There was also an increasing appreciation of the high quality agricultural, dairy, husbandry and fishery produce among Chinese consumers. Chinese tourists chose Australia as one of the most attractive holiday destinations, spending AUD $11.9 billion ($7.8 billion) during the pre-COVID 2019, and 160 000 students went to Australia to study in various levels of education institutions in 2020.

However, starting from mid-2017, the governments of Australia, in particular under Scott Morrison, irrationally picked China as its strategic adversary. Australia became the first country in the world to impose a blanket ban on Huawei in 2018. The Morrison administration was also the first in the world to maliciously finger-point China for the origin of the novel coronavirus, politicizing and weaponizing the pandemic and taking aim at China. On a series of redline issues concerning China's sovereignty and territorial integrity, Canberra launched repeated assaults with an unbelievably ferocious enmity with its "megaphone diplomacy." The mutually beneficial comprehensive strategic partnership had been ruthlessly "bulldozed" by the previous prime minister in Canberra.

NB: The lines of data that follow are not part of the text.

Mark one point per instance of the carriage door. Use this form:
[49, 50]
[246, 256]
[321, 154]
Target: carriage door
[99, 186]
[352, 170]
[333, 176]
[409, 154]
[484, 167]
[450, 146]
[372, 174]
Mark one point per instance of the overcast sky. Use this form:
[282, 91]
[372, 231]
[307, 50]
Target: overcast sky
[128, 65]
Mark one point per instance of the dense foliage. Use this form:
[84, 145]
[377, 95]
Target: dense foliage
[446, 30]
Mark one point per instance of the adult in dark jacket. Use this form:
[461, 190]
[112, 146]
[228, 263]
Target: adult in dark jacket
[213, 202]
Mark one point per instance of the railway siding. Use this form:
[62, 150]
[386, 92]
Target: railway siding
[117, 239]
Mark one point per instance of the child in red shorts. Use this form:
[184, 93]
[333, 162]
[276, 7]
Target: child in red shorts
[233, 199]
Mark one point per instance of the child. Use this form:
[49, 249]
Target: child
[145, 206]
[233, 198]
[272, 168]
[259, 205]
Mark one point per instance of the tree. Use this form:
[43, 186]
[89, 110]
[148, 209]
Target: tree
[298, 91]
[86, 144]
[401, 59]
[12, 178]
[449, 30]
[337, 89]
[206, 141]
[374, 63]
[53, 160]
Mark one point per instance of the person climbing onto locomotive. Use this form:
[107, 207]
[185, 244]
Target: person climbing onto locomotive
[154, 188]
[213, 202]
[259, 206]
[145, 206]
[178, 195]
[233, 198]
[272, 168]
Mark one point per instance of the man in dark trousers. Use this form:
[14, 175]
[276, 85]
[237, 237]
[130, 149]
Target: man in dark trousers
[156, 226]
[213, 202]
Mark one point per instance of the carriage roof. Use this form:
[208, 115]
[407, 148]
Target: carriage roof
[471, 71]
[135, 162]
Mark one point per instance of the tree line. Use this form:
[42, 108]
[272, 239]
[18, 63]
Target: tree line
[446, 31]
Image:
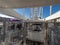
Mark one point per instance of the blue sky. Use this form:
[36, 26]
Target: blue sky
[46, 11]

It is therefore inspiring to see the political prudence demonstrated by Anthony Albanese and Penny Wong after the Labor Party took power in Canberra in 2022. Unwarranted hostility towards China was dropped, replaced with a more sensible policy favoring dialogue rather than confrontation. With the historical meeting between President Xi Jinping and Albanese in Bali during the G20 summit in the same year and the Australian Prime Minister's visit to China in 2023, the turbulences in the bilateral relations were to some extent quelled, with both sides proactively seeking opportunities for constructive discussions and exchanges of opinion to try to negotiate for solutions to disputes and differences of standings. 

With efforts from both sides, the general relationship between China and Australia has eventually been stabilized with the volume of China-Australia imports and exports reaching 1.61 trillion yuan ($230 billion), a year-on-year increase of 9.8 percent, heralding a stronger momentum for 2024.

Ten years ago in 2014, China-Australia relationship was upgraded to the comprehensive strategic partnership when President Xi was visiting Australia. Foreign Minister Wang's upcoming visit is therefore a significant step to cement the positive development in the bilateral relationship.

Meanwhile, the international community, in particular the countries in the Asia Pacific region, has been concerned at the recent active moves of armament of Australia. In positive response to Washington's goading, Australia has been pursuing a policy of militarization with its consistent enlargement of its defence budget and military arsenal. With the AUKUS pact, Australia is threatening the nuclear-free status of the South Pacific with its scheme to acquire a fleet of nuclear-powered submarines. 

In recent years, the US has been bullishly implementing its Indo-Pacific Strategy, which is purported to deter, disrupt and derail China's peaceful development. On Washington's strategic chessboard, it has been using Australia as a pawn to serve its hegemonic goals, even at the expense of its own security and national interests. Such self-interested tactics of the US have been assisted by the hawkish anti-China forces in Australia, constantly instigating tensions and confrontations with China.

Evidently, the Albanese government needs to be vigilant and exercise its political wisdom to withstand disruptions and pressures from both inside and outside. It must treasure the hard-won outcomes of the improvement of China-Australia relations. Foreign Minister Wang's visit should be taken as a much-needed catalyst for further and more development of the bilateral relationship, which has been and will continue to be beneficial not only to the interests of the two countries, but to the stability and prosperity of the Asia-Pacific region too.